March Books 25) Brick Lane, by Monica Ali

Second paragraph of third chapter:

She walked slowly along the corridor, looking at the front doors. They were all the same. Peeling red paint showing splinters of pale wood, a rectangular panel of glass with wire meshing suspended inside, gold-rimmed keyholes, stern black knockers. A door flew open and a head bobbed out in front of her. It was bald and red with unknown rage. She nodded but today it did not acknowledge her. Nazneen passed with her eyes averted to the wall. Someone had drawn a pair of buttocks in thick black pen, and next to them a pair of breasts with elongated nipples. Behind her a door slammed. She reached the stairwell and cantered down. The overhead light was fierce; she could feel its faint heat even as the concrete cold crept into her toes. The stairs gave off a tang of urine. She bunched the skirts of her sari with one hand and took the steps two at a time until she missed a ledge and came down on her ankle against an unforgiving ridge. She caught the stair rail and did not fall but clung to the side for a moment, then continued down, stamping as if the pain was just a cramp to be marched out.

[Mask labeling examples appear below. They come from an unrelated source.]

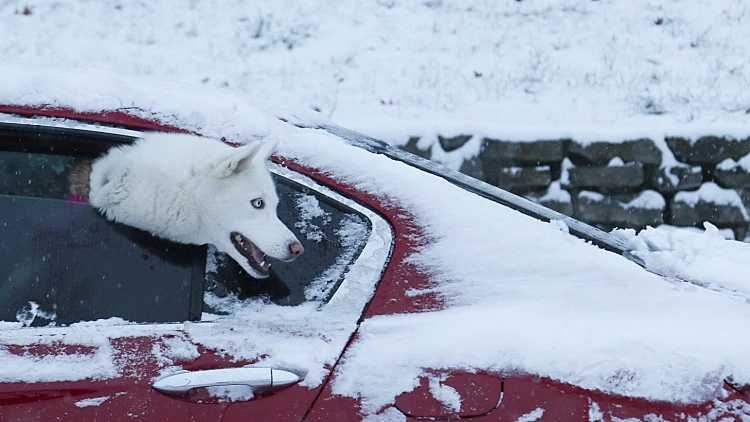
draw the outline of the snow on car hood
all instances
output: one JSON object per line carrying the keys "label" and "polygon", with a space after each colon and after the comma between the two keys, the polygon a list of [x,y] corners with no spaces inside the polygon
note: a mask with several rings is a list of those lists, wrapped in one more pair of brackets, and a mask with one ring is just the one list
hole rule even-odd
{"label": "snow on car hood", "polygon": [[[413,213],[432,242],[411,259],[432,275],[430,291],[446,307],[362,323],[358,340],[337,367],[333,387],[337,394],[361,398],[366,412],[416,387],[427,368],[531,373],[680,402],[716,396],[730,375],[750,383],[750,300],[737,293],[749,290],[750,245],[709,233],[709,243],[700,236],[675,239],[662,255],[641,248],[645,261],[658,262],[661,273],[672,268],[673,275],[690,282],[660,277],[570,236],[560,224],[534,220],[321,130],[268,119],[229,92],[131,89],[91,74],[85,90],[76,84],[80,78],[4,70],[0,76],[6,82],[0,87],[4,103],[82,110],[139,107],[181,127],[234,141],[271,131],[282,139],[282,155]],[[203,101],[204,95],[209,101]],[[707,265],[714,257],[723,259],[721,266]],[[295,312],[301,310],[277,313],[283,318]],[[297,353],[293,335],[275,335],[275,353]],[[200,341],[210,345],[212,340]],[[215,345],[231,354],[242,349],[241,342],[236,337]],[[330,358],[320,355],[306,357],[305,363],[314,366]]]}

I very much enjoyed this portrait of a world that I have occasionally glimpsed via my Bangladeshi relatives; our protagonist, Nazneen, stuck in an arranged marriage and transported to Brick Lane in London at the age of 18, gradually finds her own way to gaining control of her own life, managing her relationships with husband and her lover – both fantasists in their different ways – and transcending the tensions within her own community and between it and its neighbours. Meanwhile the letters she gets from her sister back home become increasingly gut-wrenching. The ending isn’t a completely happy one, but then, what ending is?